Gewessler will Gesetz ändern, ÖVP nicht

Klimaschutz- und Verkehrsministerin Leonore Gewessler (Grüne) hat am Donnerstag die nächsten Schritte in Sachen Bau des Lobautunnels vorgestellt. Es werde eine strategische Prüfung geben, sagte sie bei einer Pressekonferenz. Mit der Prüfung soll es möglich sein, den Lobautunnel aus dem Gesetz zu streichen und Alternativen zu entwickeln. Die ÖVP machte aber umgehend klar, dass es mit ihr keine Gesetzesänderung geben wird.
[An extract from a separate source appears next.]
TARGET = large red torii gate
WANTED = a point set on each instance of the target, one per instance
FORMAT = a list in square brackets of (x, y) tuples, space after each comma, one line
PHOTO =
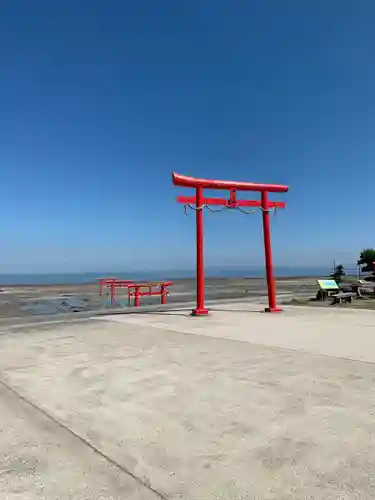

Vor knapp einem Jahr hatte Gewessler überraschend den Bau des Wiener Lobautunnels abgesagt. Zuletzt hatte Finanzminister Magnus Brunner (ÖVP) das aktuelle Straßenbauprogramm der ASFINAG unterschrieben, das den S1-Ausbau um Wien inklusive Lobautunnel nicht beinhaltet. Gewessler sprach von einem wichtigen Schritt, das Finanzministerium wollte das aber nicht als Absage verstehen.
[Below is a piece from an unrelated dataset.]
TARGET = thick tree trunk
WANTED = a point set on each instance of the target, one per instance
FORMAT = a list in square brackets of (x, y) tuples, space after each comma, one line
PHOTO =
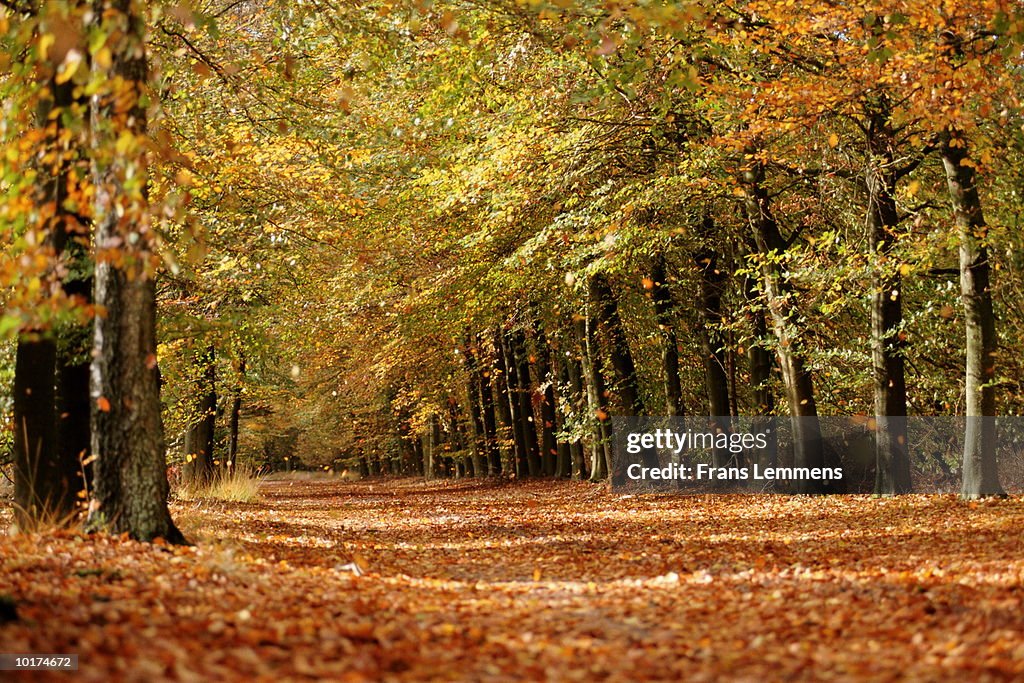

Am Donnerstag kündigte die Verkehrsministerin die nächsten Schritte gegen den Bau an. Mit einer strategischen Prüfung sollen nun die Alternativen zum Lobautunnel evaluiert werden. Gleichzeitig soll mit der Maßnahme auch die Möglichkeit geschaffen werden, die Pläne zum Bau aus dem Bundesstraßengesetz zu streichen. „Das letzte Wort hat das Parlament, aber wir liefern die Grundlage“, sagte Gewessler.

Keine Gesetzesänderung mit ÖVP

Unterstützung erhält die Ministerin zwar von ihrer Partei, aber deren aktueller Koalitionspartner machte bereits kurz nach der Pressekonferenz klar, dass er da nicht mitspielen wird. Verkehrssprecher Andreas Ottenschläger (ÖVP) erklärte per Aussendung: „Mit uns als Volkspartei wird es keine Gesetzesänderung zur Streichung des Lobautunnels geben.“ Diese sei niemals Verhandlungsgegenstand und auch nicht Teil des gemeinsamen Regierungsprogramms gewesen.
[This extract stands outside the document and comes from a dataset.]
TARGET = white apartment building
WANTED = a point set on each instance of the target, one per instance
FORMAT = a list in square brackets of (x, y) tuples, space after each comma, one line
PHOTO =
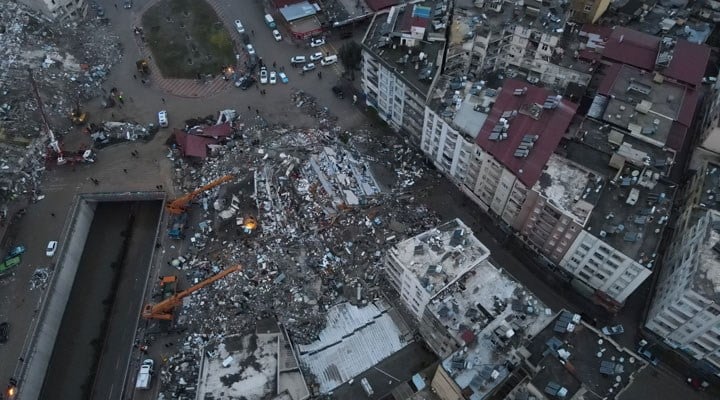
[(401, 58), (59, 9), (610, 273), (421, 267), (686, 308)]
Gewesslers im Alleingang verkündete Absage sei „inakzeptabel“, es habe davor auch keine Gespräche mit dem Koalitionspartner gegeben. Er hoffe, dass die Ministerin auf den Pfad der konstruktiven Zusammenarbeit zurückkehre. Harsche Kritik äußerte auch die Wiener ÖVP. „Der Lobautunnel ist und bleibt alternativlos. Grüne Fantasien von einer Welt ohne Straßen zeigen, wie lebensfern Bundesministerin Gewessler agiert“, so Landesparteiobmann Karl Mahrer.

FPÖ übt scharfe Kritik an Plänen

Die FPÖ übte ebenfalls scharfe Kritik an den Plänen der Ministerin. „Mit ihrer Ankündigung einer Strategischen Prüfung zur endgültigen Streichung des Lobautunnels aus dem Bundesstraßengesetz versucht die jeglicher Realität entrückte Ministerin, ein seit Jahrzehnten geplantes und für das Verkehrssystem der Stadt Wien genauso wie für die gesamte Ostregion bedeutsames Straßenbauprojekt endgültig zu vernichten“, sagte FPÖ-Verkehrssprecher Christian Hafenecker.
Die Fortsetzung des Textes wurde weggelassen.